Le réveil du corps de Mia s’exprimait par de longs tremblements qui la secouaient de la racine des cheveux aux orteils et contractaient douloureusement ses muscles.
Jusque-là, tous ses sens avaient été comme exacerbés par l’impossibilité de bouger.
Mais à mesure qu’elle retrouvait quelques sensations, la lassitude qu’elle avait ressentie quand les effets de la drogue avaient commencé à se répandre dans son organisme resurgissait.
Elle laissa ses paupières se fermer, bercée par les pas de Ryan, incapable de garder les yeux ouverts.
La voix de Ryan lui parvint comme étouffée.
— Reste avec nous. Il faut tenir le coup encore un peu, lui ordonna-t-il d’un ton pressant en la serrant doucement contre lui.
Comme dans du brouillard, elle perçut le bruit d’une portière que l’on ouvrait.
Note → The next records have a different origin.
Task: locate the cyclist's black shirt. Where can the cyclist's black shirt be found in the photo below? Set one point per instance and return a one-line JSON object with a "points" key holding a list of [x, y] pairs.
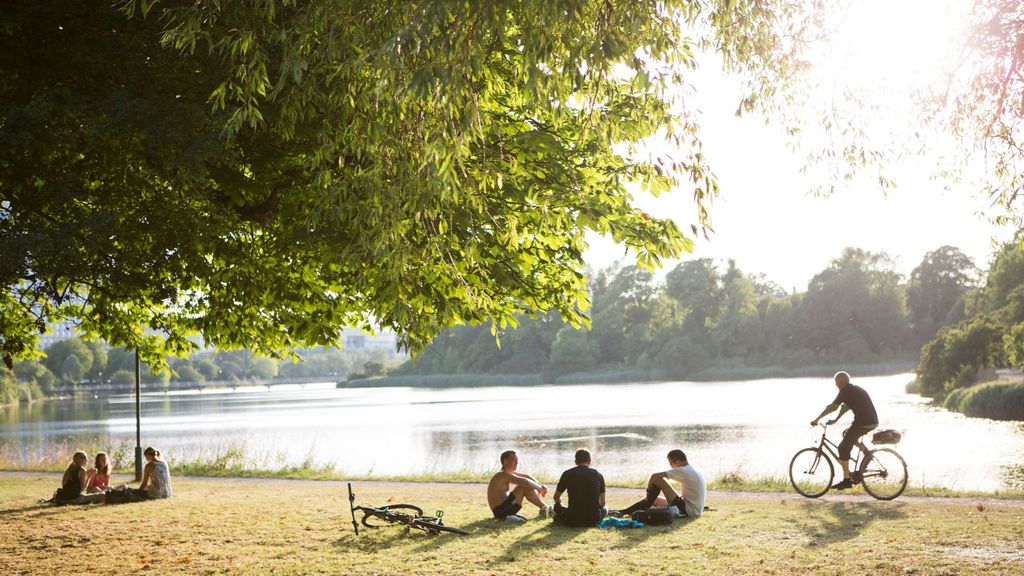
{"points": [[857, 400], [584, 485]]}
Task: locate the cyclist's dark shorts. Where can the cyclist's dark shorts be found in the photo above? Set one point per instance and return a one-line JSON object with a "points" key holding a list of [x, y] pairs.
{"points": [[508, 507], [850, 437]]}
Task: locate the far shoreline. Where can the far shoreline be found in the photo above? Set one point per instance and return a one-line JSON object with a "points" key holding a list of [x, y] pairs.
{"points": [[723, 374]]}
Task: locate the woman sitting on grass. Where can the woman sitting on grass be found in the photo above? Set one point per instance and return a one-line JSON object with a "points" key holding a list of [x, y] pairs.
{"points": [[156, 478], [99, 476], [75, 481]]}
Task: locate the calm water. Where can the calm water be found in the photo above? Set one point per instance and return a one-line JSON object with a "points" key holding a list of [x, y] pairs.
{"points": [[751, 427]]}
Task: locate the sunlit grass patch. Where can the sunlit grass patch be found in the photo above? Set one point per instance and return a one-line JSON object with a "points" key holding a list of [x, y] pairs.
{"points": [[275, 527]]}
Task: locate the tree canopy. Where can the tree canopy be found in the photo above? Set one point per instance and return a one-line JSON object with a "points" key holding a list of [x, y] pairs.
{"points": [[263, 173]]}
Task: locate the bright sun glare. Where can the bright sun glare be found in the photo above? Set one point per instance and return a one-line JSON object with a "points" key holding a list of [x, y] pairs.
{"points": [[892, 46]]}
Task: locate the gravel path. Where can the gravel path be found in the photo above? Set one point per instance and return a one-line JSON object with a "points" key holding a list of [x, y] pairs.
{"points": [[614, 492]]}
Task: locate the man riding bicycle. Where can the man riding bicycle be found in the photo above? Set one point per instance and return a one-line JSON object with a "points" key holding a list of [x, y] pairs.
{"points": [[853, 398]]}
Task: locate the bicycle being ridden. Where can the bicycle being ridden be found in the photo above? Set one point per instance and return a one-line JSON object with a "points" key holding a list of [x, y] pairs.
{"points": [[855, 399], [882, 471]]}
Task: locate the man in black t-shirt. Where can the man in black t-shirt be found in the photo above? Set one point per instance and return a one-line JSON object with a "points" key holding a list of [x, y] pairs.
{"points": [[864, 419], [586, 489]]}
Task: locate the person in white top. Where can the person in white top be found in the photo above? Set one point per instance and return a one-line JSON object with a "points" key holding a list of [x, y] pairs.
{"points": [[156, 483], [688, 503]]}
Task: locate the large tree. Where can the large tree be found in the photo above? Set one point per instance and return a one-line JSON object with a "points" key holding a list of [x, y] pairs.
{"points": [[935, 288], [263, 173]]}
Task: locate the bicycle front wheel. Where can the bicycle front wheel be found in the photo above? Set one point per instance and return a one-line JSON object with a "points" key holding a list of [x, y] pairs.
{"points": [[884, 474], [371, 520], [811, 472]]}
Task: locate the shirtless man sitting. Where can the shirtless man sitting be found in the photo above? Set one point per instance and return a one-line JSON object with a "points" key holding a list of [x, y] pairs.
{"points": [[505, 500]]}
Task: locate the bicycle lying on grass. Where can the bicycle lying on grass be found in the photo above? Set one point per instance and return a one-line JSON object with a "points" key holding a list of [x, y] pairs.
{"points": [[404, 515], [882, 470]]}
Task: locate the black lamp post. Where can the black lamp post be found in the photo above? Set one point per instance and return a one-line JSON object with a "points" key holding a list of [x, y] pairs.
{"points": [[138, 419]]}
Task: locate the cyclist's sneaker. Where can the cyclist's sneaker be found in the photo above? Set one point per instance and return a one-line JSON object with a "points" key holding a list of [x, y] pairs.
{"points": [[845, 485]]}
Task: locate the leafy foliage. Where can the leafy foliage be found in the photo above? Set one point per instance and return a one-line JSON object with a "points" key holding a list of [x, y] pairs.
{"points": [[264, 173], [701, 320], [986, 338]]}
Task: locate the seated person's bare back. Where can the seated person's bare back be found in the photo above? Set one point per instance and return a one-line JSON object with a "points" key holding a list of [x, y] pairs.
{"points": [[509, 488]]}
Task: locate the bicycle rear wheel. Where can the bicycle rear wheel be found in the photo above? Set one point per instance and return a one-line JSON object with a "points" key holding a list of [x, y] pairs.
{"points": [[811, 472], [371, 520], [884, 475]]}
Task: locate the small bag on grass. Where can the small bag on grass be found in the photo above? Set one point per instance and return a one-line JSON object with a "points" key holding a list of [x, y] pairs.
{"points": [[653, 517]]}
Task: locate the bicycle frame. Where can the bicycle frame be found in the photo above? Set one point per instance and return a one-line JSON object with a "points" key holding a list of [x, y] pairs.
{"points": [[429, 524], [832, 448]]}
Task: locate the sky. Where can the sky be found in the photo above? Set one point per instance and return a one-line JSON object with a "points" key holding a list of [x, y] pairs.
{"points": [[767, 220]]}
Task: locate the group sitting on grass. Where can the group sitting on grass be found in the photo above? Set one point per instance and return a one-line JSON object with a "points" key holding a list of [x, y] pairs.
{"points": [[81, 486], [585, 488]]}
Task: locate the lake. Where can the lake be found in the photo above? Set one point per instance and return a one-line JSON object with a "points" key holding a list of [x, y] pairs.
{"points": [[749, 427]]}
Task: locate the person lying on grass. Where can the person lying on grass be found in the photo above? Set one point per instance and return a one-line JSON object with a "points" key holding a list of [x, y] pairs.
{"points": [[690, 503], [74, 483], [505, 500]]}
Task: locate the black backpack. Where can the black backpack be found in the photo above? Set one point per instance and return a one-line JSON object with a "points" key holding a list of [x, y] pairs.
{"points": [[122, 496]]}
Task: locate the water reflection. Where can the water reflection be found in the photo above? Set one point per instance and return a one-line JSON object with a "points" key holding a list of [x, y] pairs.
{"points": [[751, 428]]}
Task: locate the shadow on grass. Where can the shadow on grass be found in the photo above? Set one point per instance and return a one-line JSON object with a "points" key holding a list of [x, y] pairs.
{"points": [[827, 523], [537, 534], [38, 509]]}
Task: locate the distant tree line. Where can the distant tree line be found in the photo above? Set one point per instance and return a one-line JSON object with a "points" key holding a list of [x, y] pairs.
{"points": [[74, 362], [701, 319], [990, 334]]}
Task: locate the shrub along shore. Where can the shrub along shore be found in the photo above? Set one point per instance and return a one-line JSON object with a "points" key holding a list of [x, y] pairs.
{"points": [[274, 527], [999, 400]]}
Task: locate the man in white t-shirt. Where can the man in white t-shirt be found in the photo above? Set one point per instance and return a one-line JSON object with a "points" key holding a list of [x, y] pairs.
{"points": [[688, 503]]}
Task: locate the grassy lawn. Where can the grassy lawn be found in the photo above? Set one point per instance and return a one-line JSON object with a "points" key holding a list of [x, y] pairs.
{"points": [[221, 526]]}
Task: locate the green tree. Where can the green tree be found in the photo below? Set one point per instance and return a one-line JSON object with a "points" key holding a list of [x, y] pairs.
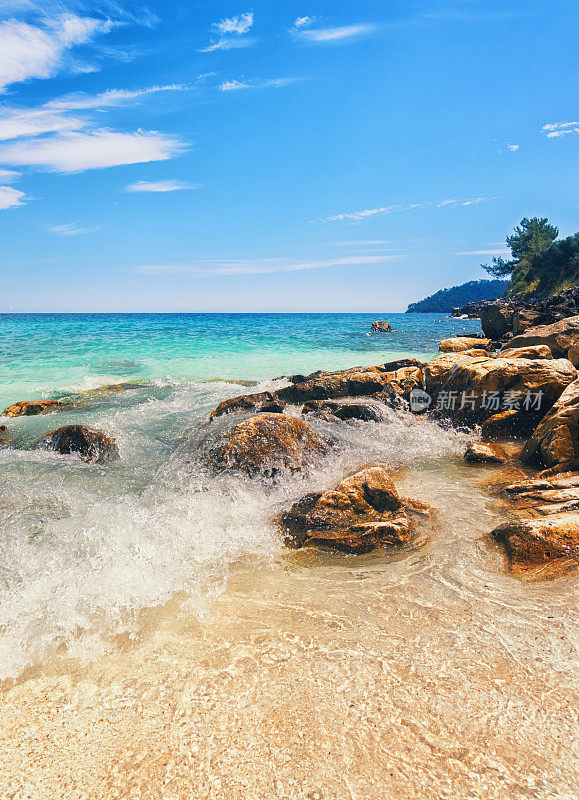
{"points": [[529, 240]]}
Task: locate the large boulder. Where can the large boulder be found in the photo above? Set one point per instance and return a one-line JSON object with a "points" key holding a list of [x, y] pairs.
{"points": [[265, 444], [459, 344], [555, 442], [544, 547], [89, 445], [471, 390], [29, 408], [496, 320], [363, 512], [559, 337]]}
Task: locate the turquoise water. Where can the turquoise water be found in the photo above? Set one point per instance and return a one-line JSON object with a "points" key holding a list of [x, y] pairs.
{"points": [[48, 354]]}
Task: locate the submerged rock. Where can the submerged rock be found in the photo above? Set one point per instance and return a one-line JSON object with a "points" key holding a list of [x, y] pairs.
{"points": [[480, 453], [29, 408], [344, 410], [362, 513], [541, 548], [89, 444], [460, 344], [380, 327], [555, 442], [267, 443]]}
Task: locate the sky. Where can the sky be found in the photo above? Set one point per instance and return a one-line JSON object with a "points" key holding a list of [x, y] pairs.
{"points": [[266, 156]]}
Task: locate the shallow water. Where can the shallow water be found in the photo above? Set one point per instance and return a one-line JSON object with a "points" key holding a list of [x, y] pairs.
{"points": [[157, 640]]}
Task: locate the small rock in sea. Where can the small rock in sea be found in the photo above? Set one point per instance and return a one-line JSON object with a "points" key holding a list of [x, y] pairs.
{"points": [[29, 408], [362, 513], [380, 326], [267, 444], [90, 445], [480, 453], [541, 548], [368, 412]]}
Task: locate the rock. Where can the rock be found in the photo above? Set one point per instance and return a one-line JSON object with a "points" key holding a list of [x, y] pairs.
{"points": [[29, 408], [555, 442], [471, 390], [245, 402], [559, 337], [363, 512], [90, 445], [461, 343], [344, 410], [480, 453], [380, 327], [267, 443], [539, 351], [541, 548], [496, 320]]}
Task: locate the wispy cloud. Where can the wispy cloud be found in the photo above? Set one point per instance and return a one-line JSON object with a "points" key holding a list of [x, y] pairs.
{"points": [[240, 25], [75, 152], [160, 186], [333, 34], [556, 129], [261, 266], [10, 197], [39, 51], [272, 83], [233, 32], [357, 216], [71, 229]]}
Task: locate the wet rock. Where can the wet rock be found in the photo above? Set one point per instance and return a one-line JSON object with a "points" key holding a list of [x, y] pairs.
{"points": [[243, 403], [368, 412], [559, 337], [541, 548], [555, 442], [481, 453], [380, 327], [471, 390], [460, 344], [29, 408], [362, 513], [267, 443], [538, 351], [90, 445]]}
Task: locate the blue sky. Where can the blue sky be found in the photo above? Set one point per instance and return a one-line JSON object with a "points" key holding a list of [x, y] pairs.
{"points": [[296, 156]]}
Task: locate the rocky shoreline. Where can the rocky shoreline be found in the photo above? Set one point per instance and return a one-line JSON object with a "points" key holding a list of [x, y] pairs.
{"points": [[520, 405]]}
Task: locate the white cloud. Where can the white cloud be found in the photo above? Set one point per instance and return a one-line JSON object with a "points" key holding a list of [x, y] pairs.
{"points": [[502, 252], [273, 83], [10, 197], [29, 51], [159, 186], [357, 216], [556, 129], [239, 25], [261, 266], [70, 229], [334, 34], [75, 152]]}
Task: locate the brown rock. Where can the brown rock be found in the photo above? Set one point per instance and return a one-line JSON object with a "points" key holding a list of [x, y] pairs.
{"points": [[479, 453], [363, 512], [461, 343], [541, 548], [90, 445], [267, 443], [29, 408], [555, 442], [559, 337], [448, 376], [538, 351], [245, 402]]}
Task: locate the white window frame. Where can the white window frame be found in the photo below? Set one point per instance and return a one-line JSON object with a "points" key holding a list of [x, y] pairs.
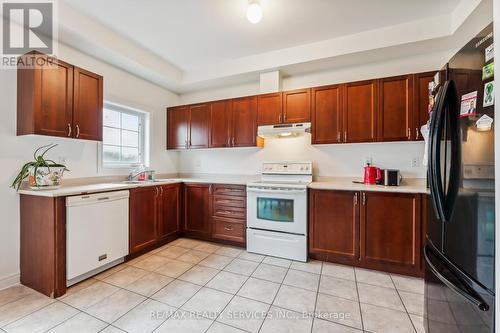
{"points": [[144, 131]]}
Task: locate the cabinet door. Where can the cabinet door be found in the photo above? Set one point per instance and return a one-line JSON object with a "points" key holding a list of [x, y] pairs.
{"points": [[244, 124], [326, 116], [334, 233], [197, 210], [220, 124], [360, 111], [54, 100], [391, 231], [177, 127], [297, 106], [421, 101], [395, 121], [142, 219], [87, 105], [269, 109], [199, 125], [169, 212]]}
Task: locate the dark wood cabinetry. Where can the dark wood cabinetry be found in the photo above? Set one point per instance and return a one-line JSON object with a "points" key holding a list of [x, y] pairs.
{"points": [[58, 99], [154, 215], [363, 232], [421, 101], [395, 111], [360, 111], [334, 233], [229, 213], [221, 120], [143, 217], [197, 210], [269, 109], [188, 126], [169, 221], [297, 106], [244, 122], [326, 114], [391, 238]]}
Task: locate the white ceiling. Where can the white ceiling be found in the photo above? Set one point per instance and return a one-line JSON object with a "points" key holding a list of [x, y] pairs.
{"points": [[203, 40]]}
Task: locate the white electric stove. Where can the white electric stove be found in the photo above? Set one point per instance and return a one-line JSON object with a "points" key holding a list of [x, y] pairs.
{"points": [[277, 210]]}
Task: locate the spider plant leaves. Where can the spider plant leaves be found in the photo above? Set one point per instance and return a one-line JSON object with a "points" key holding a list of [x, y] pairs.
{"points": [[39, 162]]}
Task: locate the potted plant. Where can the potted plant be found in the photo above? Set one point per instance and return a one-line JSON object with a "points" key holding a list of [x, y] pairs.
{"points": [[42, 173]]}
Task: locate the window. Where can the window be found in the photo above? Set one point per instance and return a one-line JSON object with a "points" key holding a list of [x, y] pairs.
{"points": [[124, 136]]}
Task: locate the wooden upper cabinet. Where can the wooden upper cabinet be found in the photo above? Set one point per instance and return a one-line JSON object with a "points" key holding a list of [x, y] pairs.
{"points": [[297, 106], [244, 128], [421, 101], [360, 111], [391, 237], [395, 112], [45, 98], [57, 99], [169, 211], [334, 233], [142, 217], [199, 125], [87, 105], [269, 109], [197, 210], [326, 114], [220, 124], [177, 127]]}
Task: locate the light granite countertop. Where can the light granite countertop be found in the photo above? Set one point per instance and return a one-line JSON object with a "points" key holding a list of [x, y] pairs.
{"points": [[106, 184]]}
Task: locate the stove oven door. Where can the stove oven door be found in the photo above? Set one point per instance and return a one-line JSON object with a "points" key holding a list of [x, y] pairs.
{"points": [[277, 209]]}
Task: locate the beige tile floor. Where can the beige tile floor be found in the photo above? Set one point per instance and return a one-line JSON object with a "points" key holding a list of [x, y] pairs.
{"points": [[194, 286]]}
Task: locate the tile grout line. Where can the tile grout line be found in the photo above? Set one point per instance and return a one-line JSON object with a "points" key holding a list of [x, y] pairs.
{"points": [[359, 300], [317, 296], [404, 305]]}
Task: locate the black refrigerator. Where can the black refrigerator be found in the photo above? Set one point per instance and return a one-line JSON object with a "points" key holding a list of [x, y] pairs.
{"points": [[460, 244]]}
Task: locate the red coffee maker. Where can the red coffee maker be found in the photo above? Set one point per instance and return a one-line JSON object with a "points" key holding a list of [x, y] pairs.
{"points": [[372, 175]]}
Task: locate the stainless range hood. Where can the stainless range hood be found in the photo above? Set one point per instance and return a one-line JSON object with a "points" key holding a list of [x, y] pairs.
{"points": [[283, 130]]}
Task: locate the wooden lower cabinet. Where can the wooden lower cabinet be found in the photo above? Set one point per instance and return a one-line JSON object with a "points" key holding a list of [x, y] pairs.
{"points": [[376, 230], [154, 216], [334, 225], [143, 207], [390, 237], [197, 210]]}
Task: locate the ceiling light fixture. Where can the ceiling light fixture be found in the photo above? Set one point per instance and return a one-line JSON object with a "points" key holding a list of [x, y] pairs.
{"points": [[254, 11]]}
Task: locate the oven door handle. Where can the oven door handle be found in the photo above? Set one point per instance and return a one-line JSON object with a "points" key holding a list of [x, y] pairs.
{"points": [[276, 191]]}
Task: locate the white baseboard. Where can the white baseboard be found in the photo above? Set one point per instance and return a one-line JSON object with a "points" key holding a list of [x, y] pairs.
{"points": [[9, 280]]}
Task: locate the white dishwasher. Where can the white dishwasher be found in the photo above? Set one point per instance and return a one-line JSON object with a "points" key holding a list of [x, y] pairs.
{"points": [[96, 233]]}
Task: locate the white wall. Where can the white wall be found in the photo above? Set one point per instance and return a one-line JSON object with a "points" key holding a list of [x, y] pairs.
{"points": [[81, 157], [329, 160]]}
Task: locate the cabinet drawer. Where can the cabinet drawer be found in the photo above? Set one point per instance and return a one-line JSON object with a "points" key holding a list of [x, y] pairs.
{"points": [[232, 190], [228, 229], [230, 212], [231, 201]]}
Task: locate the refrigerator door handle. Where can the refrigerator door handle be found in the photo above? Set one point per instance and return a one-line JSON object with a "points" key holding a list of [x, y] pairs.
{"points": [[436, 130], [464, 290], [456, 146]]}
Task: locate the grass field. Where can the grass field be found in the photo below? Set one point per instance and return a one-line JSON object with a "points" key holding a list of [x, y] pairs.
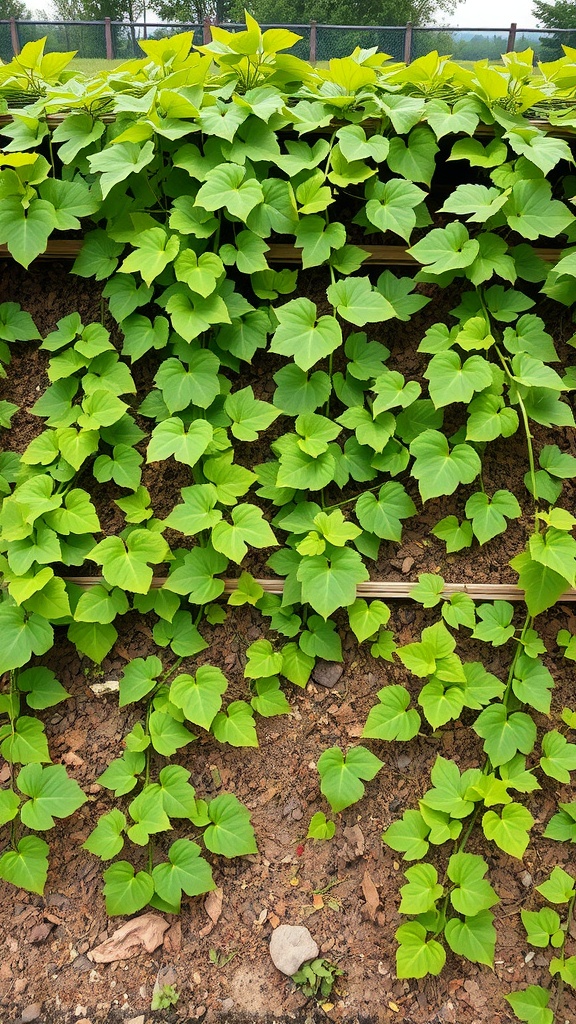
{"points": [[91, 66]]}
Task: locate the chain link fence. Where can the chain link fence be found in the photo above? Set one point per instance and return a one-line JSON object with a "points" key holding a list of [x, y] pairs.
{"points": [[107, 40], [126, 36]]}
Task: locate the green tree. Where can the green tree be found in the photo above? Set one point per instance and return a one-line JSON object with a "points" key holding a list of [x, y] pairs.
{"points": [[96, 10], [561, 14], [302, 11], [348, 11], [194, 11]]}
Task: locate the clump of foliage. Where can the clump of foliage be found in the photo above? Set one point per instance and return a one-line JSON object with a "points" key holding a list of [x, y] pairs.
{"points": [[182, 169]]}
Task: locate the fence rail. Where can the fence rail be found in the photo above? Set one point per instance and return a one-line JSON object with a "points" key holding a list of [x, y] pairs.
{"points": [[109, 39]]}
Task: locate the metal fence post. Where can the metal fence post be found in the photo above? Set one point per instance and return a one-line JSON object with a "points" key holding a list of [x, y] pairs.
{"points": [[108, 37], [408, 43], [511, 37], [14, 37]]}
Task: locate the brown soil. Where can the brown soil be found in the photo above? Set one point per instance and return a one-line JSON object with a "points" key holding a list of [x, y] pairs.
{"points": [[44, 941]]}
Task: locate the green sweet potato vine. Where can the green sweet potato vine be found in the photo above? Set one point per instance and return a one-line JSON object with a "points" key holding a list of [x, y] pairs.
{"points": [[182, 169]]}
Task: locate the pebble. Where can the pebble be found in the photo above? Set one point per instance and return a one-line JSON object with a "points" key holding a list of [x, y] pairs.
{"points": [[327, 673], [32, 1012], [290, 946]]}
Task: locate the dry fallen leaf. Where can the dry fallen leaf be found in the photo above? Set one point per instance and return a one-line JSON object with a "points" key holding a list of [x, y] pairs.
{"points": [[145, 932], [213, 907], [173, 938], [370, 895]]}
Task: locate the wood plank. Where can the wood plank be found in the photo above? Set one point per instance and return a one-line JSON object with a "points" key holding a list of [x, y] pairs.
{"points": [[279, 253], [380, 589]]}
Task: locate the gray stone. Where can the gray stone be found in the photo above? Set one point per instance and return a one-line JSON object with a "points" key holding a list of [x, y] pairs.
{"points": [[32, 1013], [290, 946]]}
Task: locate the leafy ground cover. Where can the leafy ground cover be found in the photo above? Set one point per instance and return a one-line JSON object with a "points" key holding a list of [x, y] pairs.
{"points": [[179, 408]]}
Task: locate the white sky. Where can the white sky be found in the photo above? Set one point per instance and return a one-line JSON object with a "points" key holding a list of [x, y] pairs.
{"points": [[493, 13]]}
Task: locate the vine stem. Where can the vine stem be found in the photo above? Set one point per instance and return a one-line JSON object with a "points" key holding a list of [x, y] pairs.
{"points": [[461, 844], [560, 987], [509, 375], [531, 461], [11, 699]]}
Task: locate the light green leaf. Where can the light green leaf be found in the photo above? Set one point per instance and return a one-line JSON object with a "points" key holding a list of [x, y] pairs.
{"points": [[389, 719], [341, 776], [186, 871], [51, 794], [440, 470], [300, 337], [126, 892], [422, 890], [474, 937], [509, 830], [27, 866], [236, 726], [415, 956], [106, 840], [200, 696], [231, 833]]}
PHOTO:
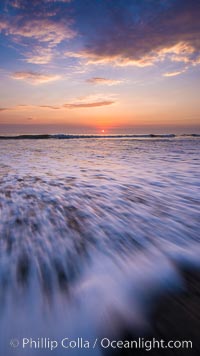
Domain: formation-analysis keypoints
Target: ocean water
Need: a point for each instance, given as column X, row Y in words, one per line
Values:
column 92, row 230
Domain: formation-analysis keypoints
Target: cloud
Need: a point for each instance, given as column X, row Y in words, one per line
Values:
column 39, row 55
column 50, row 107
column 34, row 77
column 139, row 34
column 88, row 105
column 42, row 30
column 173, row 74
column 103, row 81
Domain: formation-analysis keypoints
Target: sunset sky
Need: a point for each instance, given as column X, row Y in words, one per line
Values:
column 92, row 65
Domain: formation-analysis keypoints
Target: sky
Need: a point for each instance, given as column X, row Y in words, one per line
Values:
column 83, row 66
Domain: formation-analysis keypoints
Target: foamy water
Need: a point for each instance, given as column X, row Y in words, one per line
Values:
column 90, row 231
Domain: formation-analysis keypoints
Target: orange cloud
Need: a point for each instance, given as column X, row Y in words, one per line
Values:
column 34, row 77
column 173, row 74
column 88, row 105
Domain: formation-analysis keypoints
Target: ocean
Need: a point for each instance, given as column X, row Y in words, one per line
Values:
column 92, row 230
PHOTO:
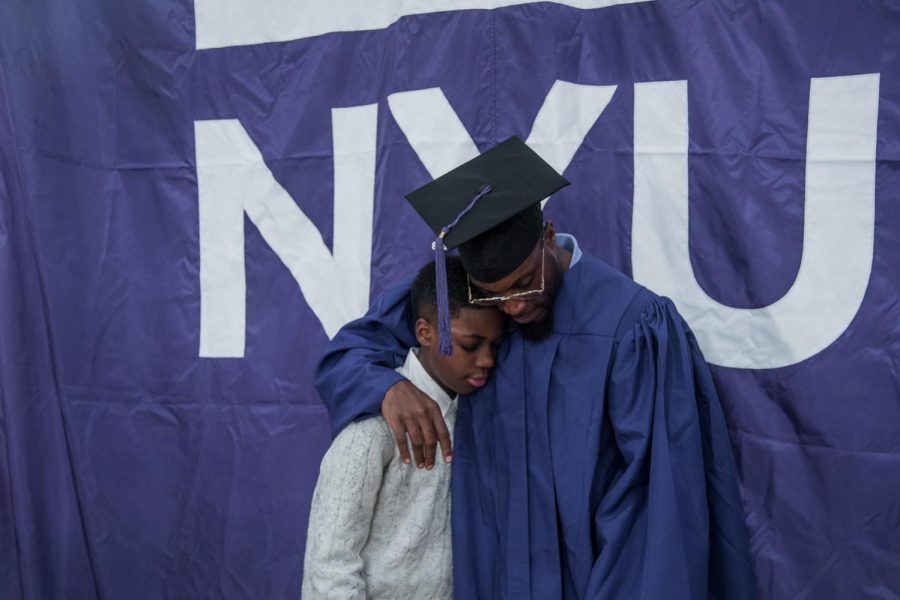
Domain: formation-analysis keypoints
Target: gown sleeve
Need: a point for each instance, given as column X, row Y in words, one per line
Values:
column 670, row 523
column 357, row 368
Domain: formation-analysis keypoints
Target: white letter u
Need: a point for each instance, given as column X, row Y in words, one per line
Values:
column 838, row 225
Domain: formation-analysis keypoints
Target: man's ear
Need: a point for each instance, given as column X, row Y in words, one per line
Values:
column 425, row 333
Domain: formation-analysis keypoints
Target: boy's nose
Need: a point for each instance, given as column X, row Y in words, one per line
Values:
column 485, row 359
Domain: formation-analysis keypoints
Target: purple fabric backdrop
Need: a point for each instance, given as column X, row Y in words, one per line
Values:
column 132, row 467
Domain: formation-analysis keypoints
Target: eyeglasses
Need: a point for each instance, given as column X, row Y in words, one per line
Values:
column 497, row 300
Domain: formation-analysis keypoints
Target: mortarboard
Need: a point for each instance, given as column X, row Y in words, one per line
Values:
column 489, row 208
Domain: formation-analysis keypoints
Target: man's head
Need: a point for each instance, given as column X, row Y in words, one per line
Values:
column 527, row 292
column 476, row 331
column 490, row 209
— Dépose-la sur la banquette, dit la voix de Jake. Non, pas couchée. Laisse-la assise. Elle pourrait s’étouffer si elle vomit.
Mon dieu.
Aucune honte ne lui serait épargnée. Voilà qu’il l’imaginait en train de vomir.
Elle sentit que Ryan la déposait sur la banquette arrière de la voiture, et elle regretta aussitôt sa chaleur et le sentiment de sécurité qu’elle éprouvait dans ses bras.
Mais au moment où son corps inerte allait basculer sur le côté, un autre corps vint se presser contre elle. Tout aussi chaud, solide et rassurant.
La voix de Jake lui parvint, impérieuse.
— Ouvre les yeux. Je veux que tu me regardes. Ouvre les yeux.
Si son corps était brûlant, aucune chaleur ne se dégageait de la voix de Jake. Son ton était froid, sans affect. Clinique. Aussi glacial qu’impassible.
Quelque part, Mia en fut presque heureuse. Malgré les événements de ce soir, rien n’avait changé.
Ryan était affectueux et rassurant. Jake était insensible et insondable.
Et dénué de toute patience.
Il le démontra une nouvelle fois en l’arrachant à ses pensées sans dissimuler son exaspération.
— Mia, ouvre les yeux !
Si elle avait été dans son état normal, elle aurait tout fait pour lui désobéir, pour l’énerver, le faire réagir. Juste par plaisir.
Son jeu favori depuis qu’elle connaissait Jake, auquel elle avait toujours perdu jusque-là.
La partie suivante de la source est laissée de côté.